Huge performance hit from exclusive memory access checks

Hi there,

tl;dr Writing to an array in a tight loop gets really slow because of memory exclusivity checks. What's the recommended way to avoid that?

I implemented a decoder/encoder for an image format called QOI.
My naive implementation just used an array of UInt8 to store information about each pixel colour (one array slot = one pixel channel value):

public class Image {
    ...
    public var pixels : [UInt8]
    ...

Decoder performance was around one order of magnitude slower (10x) than the reference C implementation, running on the same machine (a MacBook Pro M1 with 8 CPU cores).

Since I didn't expect such a huge slowdown, I ran Instruments on the benchmark tool to see where the problem was.

In the profiler, I noticed most of the decoder time was dominated by calls to swift_beginAccess and swift_endAccess:

I found a post in the Swift blog explaining those runtime calls were added by default to release builds on Swift 5.

After I disabled the exclusivity checks (--enforce-exclusivity=none), decoder performance was significantly better and in the realms of what I expected from Swift (2x slower than the reference C implementation).


What is the recommended way of dealing with these situations?

I'm leaning towards allocating a Data object with enough space to store the pixel information and do the writes directly via an UnsafeMutableRawPointer. It's not as convenient as directly writing to the array of pixels, but I'm guessing it will be faster.


How to replicate the measurements taken

All the code can be found at GitHub - track-5/SwiftQOI: QOI image decoder/encoder written in Swift

Clone the repo and checkout the branch benchmark-repro.

Create a release build with the command below:

swift build --product SwiftQOIBenchmark -c release

You can turn off memory safety by editing the Package.swift file and including adding the flags commented there.

3 Likes

Do you find any difference when Image is a struct?

I can only add to the chorus; Swift has a performance problem. It's often unpredictable and unexpected and I deal with it, as you did, through profiling. I also disable exclusivity checks for release (though I test with them on from time to time).
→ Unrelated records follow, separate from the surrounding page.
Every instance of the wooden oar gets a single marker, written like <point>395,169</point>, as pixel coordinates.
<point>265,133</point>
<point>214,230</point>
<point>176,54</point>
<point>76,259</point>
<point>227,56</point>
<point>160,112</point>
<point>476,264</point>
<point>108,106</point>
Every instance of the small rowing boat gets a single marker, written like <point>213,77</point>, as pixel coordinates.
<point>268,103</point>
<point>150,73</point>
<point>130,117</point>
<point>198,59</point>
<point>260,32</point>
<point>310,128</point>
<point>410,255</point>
I'm optimistic about Swift performance. The recent ARC roadmap will go a long way, as will things like performance annotations in hot paths [1, 2]. It's unclear to me whether the ARC roadmap will improve exclusive memory access checks like these.

2 Likes

Putting an array inside a class is indeed going to pessimize your performance. You may find the following thread and the links there to be helpful:

4 Likes

@Yup_Lucas I just profiled your project and I came across something a little strange. You were writing to the image's pixels via image.pixels[index] = ... from your static decode method. The exclusivity checks are necessary because you were accessing the pixels belonging to the image from outside the image. I modified your code to write to its own pixels array inside your static decode method, then that gets passed into Image's init.

Here are my changes.

    public static func decode(_ data: Data) throws -> Image {
        return try data.withUnsafeBytes { rawBufferPointer in
            ...
            
            var pixels = [UInt8](repeating: 255, count: channels * width * height)
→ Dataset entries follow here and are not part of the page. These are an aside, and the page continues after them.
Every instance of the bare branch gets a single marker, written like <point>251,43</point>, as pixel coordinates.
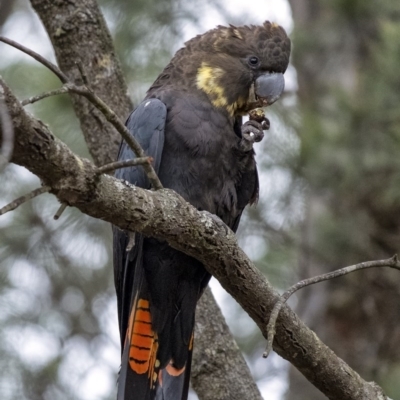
<point>42,96</point>
<point>53,68</point>
<point>121,128</point>
<point>7,135</point>
<point>165,215</point>
<point>123,164</point>
<point>392,262</point>
<point>23,199</point>
<point>85,91</point>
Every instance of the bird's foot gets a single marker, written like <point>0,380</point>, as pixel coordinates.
<point>252,132</point>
            while pixelPos < pixelsLen {
                ...
                pixels[pixelPos] = ...
            }

            ...
            return Image(
                width: width,
                height: height,
                channels: channels,
                colorspace: colorspace,
                pixels: pixels
            )
        }
    } 
2 Likes

Good catch! I didn't realize I was getting hit by accessing the array from the static method.
I've applied the changes you suggested (avoid accessing class members from outside) and re-ran the benchmarks.

Quickly skimming through the results I'm getting something much closer to the reference implementation. Will analyze it further and update this thread, but seems like the problem was as @timdecode pointed out.

2 Likes

I did some more investigation and followed @timdecode's suggestion to switch to a struct instead of class.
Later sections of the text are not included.